KKTC hukuk sisteminin en ciddi sorunu icranın çalışmamasıdır.

KKTC hukuk sisteminin en ciddi sorunu icranın çalışmamasıdır. Yani Mahkeme hükümlerinin icra edilememesidir. Bu konuda yaptığımız çalışmaları daha önce anlattım. İcra yasalarında bir değişiklik yapmak şarttı. Ancak beklenmedik yeni sorunlar çıkarmayacak, hatasız uygulanabilecek bir değişiklik yapılması gerekiyordu. Bu ise sanıldığı kadar kolay değildi. Bizimle aynı sistemi uygulayan bir ülkenin deneyimlerinden yararlanmamız gerekiyordu.
Bunun için İngiltere’de son elli yılda icra sisteminde yapılan değişikliklerin öğrenilmesinin yararlı olacağı kanısına vardık. Hükümete İngilterede isim yapmış bir hukukçu soydaşımızdan icra sistemindeki değişiklikler konusunda rapor temin edilmesini ve yasama meclisi ile KKTC hukukçularının bu rapor üzerinde çalışmalarını önerdik.
Bunu gerçekleştirebilsek icra sorunu yeni problemler çıkarmadan çözülebilecekti. Dünyanın en adil yargısını oluşturma yönünde ciddi bir adım atmış olacaktık. Maalesef siyasiler farklı konulara odaklandıkları için bu önerimiz üzerinde durmadılar.
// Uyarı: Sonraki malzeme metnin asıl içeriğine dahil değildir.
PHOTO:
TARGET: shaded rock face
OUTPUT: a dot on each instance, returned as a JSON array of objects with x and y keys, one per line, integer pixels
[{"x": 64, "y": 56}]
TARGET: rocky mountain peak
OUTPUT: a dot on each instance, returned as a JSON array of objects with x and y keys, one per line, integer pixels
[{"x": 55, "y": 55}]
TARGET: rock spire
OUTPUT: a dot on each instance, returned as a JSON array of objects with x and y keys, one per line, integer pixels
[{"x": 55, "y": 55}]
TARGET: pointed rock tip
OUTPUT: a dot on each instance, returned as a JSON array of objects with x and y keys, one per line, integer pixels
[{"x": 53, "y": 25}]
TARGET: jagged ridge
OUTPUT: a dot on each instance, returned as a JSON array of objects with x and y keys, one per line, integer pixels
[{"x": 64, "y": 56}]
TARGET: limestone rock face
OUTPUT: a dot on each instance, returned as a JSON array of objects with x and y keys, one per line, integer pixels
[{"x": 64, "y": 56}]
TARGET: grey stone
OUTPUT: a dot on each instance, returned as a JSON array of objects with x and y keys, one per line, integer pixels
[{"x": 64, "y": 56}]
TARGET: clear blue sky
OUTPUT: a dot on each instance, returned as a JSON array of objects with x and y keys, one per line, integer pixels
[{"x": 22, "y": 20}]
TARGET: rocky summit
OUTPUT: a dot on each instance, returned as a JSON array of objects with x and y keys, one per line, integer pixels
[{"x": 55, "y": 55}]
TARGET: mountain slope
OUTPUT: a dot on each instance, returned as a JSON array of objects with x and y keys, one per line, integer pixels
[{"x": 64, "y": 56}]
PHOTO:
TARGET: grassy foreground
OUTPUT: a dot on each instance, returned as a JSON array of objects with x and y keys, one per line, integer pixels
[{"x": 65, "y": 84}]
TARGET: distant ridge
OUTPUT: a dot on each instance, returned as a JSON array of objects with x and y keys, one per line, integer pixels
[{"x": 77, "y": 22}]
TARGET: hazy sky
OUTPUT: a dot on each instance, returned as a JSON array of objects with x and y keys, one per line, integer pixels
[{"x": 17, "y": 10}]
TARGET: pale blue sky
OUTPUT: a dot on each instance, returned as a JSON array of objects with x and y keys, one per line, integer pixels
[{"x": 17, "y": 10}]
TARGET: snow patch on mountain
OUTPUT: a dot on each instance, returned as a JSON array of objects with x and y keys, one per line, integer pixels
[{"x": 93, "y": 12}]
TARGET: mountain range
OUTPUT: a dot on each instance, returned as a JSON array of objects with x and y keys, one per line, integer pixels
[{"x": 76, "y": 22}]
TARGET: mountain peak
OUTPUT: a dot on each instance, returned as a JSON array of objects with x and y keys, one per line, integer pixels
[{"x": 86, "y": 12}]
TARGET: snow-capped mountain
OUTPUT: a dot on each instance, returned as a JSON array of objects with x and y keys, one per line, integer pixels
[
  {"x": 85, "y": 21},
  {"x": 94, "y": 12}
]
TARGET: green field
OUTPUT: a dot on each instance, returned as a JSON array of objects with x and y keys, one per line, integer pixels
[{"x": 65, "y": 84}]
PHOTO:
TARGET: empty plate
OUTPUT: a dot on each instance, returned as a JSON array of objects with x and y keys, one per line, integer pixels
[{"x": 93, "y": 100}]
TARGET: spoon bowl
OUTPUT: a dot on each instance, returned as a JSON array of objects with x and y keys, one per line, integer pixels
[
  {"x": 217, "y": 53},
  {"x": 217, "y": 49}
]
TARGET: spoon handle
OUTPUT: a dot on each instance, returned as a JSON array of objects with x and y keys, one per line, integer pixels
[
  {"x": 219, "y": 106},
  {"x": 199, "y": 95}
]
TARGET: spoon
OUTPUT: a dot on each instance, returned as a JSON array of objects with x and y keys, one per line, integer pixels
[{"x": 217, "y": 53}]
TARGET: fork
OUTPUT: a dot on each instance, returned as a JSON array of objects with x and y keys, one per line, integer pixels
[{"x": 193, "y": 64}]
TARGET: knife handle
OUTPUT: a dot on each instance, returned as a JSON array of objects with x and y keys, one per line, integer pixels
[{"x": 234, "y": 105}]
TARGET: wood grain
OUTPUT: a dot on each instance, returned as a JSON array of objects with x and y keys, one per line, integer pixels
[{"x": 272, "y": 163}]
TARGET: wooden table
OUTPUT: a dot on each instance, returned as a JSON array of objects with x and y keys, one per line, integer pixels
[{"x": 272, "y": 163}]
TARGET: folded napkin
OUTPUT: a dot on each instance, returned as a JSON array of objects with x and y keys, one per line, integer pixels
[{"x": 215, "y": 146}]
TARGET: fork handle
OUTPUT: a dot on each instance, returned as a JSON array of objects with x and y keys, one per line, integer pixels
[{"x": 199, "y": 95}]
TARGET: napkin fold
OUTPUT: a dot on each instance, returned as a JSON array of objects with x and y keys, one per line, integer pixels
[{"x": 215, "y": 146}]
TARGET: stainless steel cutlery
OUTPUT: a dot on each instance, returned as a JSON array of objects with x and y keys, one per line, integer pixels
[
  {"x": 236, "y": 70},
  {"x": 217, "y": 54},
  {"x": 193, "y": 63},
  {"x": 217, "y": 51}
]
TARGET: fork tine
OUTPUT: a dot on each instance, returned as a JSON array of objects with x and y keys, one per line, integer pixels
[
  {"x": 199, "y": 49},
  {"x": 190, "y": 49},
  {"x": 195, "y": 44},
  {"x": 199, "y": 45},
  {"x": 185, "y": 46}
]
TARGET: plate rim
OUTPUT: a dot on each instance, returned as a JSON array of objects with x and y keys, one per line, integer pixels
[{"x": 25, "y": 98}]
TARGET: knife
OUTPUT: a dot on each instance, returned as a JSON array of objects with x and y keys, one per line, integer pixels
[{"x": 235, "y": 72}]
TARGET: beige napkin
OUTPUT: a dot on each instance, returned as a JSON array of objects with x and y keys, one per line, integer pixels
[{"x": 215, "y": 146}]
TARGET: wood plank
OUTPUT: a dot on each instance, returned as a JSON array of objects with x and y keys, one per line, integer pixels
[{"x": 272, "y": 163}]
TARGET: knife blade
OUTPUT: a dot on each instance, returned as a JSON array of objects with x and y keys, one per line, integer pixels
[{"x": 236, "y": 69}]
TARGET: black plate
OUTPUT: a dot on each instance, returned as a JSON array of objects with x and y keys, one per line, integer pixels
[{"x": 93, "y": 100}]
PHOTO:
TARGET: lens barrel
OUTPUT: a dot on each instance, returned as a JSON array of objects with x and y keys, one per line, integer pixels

Dünyanın en adil yargısını oluşturma ideali
Geçmişte Yüksek Mahkeme dünyanın en adil yargısını oluşturma ideali ile hareket etmişti. Bu ideali ifade eden sözleri Mahkeme Başkanının odasına asmıştık. Bu ideali benimsememiz çok yararlı olmuştu. Çünkü ülkemiz hukukunda en büyük tehlike bir sorunu çözeceğiz diye hatalı değişiklikler yapmak ve ülke hukukundaki bir sorunu çözerken diğer yönlerden daha büyük zararlar vermektir. Dünyanın en adil yargısını oluşturma ideali bizi böyle hatalar yapmaktan korudu. Çünkü önerilen değişiklikleri bu ideal ışığında değerlendirdiğimiz zaman hatalı olabileceklerini kolaylıkla görebiliyorduk.
Benimsediğimiz ideale ulaşmak için görüşler üretmeye çalıştık. Her şeyden önce yargıya yönelik eleştirileri yasaklamamaya karar verdik. Aksine iyi niyetli eleştiri yapılmasını teşvik etmek istedik. Bir hatayı gören ve eleştiren kişinin susmasını değil konuşmasını, fakat neyin iyi olacağını da belirterek eleştiri yapmasını istedik.
Benimsediğimiz ideal ilk bakışta çok uçuk ve hayali görünüyordu. Ancak sistemin temel ilkelerine döndüğümüz ve biraz özen gösterdiğimiz zaman bunu gerçekleştirmekten çok uzak olmadığımız anlaşılıyordu.
Bazı başarılarımız dünya hukukçularının dahi dikkatini çekmiştir. Örneğin birçok yabancı hukukçu yargı bağımsızlığı ilkesini bu ölçüde uygulayabilmemize şaşırdığını ifade etmiştir.
Amerikadan gelen bir profesör tüm dünyada ceza hukuku uygulamaları konusunda araştırma yapıyordu. Kendisine suçlara nasıl ceza verdiğimizi anlattım. Suçları bir sosyal hastalık olarak kabul ettiğimizi, bu nedenle sanıkları ıslah etme ve potansiyel suç işleyebilecek kişileri caydırma amaçlı ceza verdiğimizi, bu amacı aşan ceza vermemeye özen gösterdiğimizi söyledim. Geçmiş içtihatları gözden geçirerek ve önümüzdeki olayla kıyaslayarak her olayda daha adil cezayı vermeye çalıştığımızı anlattım.
Verdiğimiz kararları halkın adil bulmasına önem verdiğimizi, ancak bazen halkta suçlulara ağır cezalar verdirme eğilimi olduğunu, bunu dikkate almadığımızı, çünkü gereğinden ağır bir cezanın sadece sanığa değil tüm topluma zarar verdiğine inandığımızı söyledim. Bana “Verdiğiniz cezalar Amerikan Mahkemelerinde verilen cezalardan daha adildir. Kararlarınızı Amerikan yargıçlarına örnek olarak gösterebilirim” dedi.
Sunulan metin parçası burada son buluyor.